This past weekend my pastor and colleague, Pete Allen, and I led an adult education field trip into New York City to the Museum of Modern Art. One of the special exhibitions we saw was Van Gogh and the Colors of the Night (Click on this link to see a flash of the exhibit and the works mentioned). His famous painting, The Starry Night, used to be my favorite. But while viewing this exhibit I found others. Look at the colors of The Sower, the green of the sunset sky, the tree, the bowed figure. The Potato Eaters portrays Van Gogh's affection for those whose lives are rooted in the earth. Though the sunset in The Stevedores at Arles is beautiful, it would not be half the painting without the main characters in the foreground, even though they are in shadow.

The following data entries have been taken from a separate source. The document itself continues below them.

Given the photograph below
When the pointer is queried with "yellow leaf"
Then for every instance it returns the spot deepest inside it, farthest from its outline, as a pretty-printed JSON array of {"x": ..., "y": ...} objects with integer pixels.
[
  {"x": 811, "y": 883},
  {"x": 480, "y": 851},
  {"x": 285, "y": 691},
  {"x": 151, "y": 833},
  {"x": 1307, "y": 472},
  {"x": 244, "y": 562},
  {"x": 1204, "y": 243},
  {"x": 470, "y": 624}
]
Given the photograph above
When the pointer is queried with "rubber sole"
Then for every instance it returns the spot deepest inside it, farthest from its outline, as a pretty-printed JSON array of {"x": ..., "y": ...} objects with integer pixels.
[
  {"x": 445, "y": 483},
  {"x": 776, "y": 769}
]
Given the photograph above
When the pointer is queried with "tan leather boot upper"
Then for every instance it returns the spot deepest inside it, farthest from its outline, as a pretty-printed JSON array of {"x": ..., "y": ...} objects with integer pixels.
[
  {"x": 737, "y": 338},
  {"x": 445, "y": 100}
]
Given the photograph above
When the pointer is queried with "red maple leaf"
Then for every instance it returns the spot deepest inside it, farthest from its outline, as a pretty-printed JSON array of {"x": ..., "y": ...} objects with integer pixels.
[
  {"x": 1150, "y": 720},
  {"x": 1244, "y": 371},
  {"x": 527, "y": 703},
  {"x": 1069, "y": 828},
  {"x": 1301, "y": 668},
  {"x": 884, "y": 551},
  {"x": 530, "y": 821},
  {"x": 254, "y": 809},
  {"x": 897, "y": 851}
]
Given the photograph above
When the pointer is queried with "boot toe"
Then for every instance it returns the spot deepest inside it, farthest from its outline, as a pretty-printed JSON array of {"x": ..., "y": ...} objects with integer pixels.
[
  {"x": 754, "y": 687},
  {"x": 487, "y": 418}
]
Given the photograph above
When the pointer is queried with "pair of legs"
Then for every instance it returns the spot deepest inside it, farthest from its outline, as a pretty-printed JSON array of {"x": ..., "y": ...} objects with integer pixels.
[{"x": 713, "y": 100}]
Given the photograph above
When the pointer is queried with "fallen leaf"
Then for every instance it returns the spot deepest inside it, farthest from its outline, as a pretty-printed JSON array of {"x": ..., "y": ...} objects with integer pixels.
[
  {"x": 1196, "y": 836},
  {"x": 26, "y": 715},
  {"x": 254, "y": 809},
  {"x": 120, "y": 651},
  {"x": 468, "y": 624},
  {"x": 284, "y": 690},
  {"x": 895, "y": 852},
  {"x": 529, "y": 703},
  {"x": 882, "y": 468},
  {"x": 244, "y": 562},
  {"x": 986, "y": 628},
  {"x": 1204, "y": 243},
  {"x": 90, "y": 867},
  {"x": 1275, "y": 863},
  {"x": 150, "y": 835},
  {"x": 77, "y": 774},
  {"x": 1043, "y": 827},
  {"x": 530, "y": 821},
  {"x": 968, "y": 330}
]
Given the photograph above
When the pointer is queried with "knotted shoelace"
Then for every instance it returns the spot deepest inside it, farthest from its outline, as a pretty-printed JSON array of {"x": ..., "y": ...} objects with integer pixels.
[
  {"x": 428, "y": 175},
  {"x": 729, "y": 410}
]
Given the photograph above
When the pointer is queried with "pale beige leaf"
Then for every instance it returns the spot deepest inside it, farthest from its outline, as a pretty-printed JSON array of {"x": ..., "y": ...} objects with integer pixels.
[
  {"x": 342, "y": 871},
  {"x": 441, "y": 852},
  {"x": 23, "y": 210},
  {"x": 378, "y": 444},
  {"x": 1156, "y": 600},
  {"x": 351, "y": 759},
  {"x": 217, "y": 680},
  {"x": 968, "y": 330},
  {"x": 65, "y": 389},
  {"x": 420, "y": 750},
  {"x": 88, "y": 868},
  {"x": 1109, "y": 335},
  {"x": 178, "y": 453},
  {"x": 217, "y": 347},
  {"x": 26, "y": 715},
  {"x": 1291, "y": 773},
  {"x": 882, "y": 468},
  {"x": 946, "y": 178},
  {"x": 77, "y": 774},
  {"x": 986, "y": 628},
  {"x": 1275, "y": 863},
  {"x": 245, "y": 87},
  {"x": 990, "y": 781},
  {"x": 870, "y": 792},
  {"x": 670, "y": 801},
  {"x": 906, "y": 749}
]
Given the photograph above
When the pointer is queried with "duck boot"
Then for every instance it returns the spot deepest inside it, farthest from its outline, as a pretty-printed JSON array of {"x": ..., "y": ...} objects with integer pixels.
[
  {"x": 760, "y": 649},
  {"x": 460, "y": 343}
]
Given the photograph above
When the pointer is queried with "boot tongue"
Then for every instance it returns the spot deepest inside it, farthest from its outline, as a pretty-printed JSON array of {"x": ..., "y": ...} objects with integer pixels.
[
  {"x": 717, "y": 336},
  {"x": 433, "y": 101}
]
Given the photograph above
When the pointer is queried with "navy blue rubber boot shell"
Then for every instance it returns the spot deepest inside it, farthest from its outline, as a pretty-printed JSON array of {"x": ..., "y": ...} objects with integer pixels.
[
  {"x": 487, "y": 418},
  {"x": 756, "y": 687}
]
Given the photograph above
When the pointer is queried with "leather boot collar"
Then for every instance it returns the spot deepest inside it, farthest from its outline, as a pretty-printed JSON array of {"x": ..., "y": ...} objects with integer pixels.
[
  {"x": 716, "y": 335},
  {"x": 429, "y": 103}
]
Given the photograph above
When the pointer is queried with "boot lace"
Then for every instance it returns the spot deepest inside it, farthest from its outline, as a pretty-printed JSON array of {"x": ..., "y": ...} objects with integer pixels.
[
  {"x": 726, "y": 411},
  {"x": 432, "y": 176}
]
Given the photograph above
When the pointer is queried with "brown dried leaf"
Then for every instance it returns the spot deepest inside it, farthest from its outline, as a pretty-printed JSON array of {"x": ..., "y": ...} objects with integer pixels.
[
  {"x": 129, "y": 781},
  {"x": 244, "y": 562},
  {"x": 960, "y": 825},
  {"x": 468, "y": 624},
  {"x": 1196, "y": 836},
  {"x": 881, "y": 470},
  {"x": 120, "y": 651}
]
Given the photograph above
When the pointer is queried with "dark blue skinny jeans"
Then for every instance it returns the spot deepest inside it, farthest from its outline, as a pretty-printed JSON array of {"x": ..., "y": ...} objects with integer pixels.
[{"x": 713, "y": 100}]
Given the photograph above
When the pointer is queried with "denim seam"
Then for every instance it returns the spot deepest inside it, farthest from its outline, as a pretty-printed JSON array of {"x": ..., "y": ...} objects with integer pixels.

My new favorite, however, is The Starry Night Over the Rhone: the way the light shimmers on the water, the stars shine above, the lovers below. I had no words save for a poem.
Van Gogh's Starry Night Over the Rhone
Engine of being,
that reserve of desire
to which the artist bends
is light, that blaze
so sweet--thus also
darkness, that slit into reality
through which he unleashes color,
shape, shadow and story.
Like a priest celebrating
a mystery, he holds, lifts
what is holy, gives thanks,
breaking it into a billion living stars
in a night sky shivering,
on a silent river unlocked,
above two lovers with little to regret.
2 comments:
So beautiful. Thank you.
Your poem beautifully highlighted a magnificent work of art. Thank you for sharing.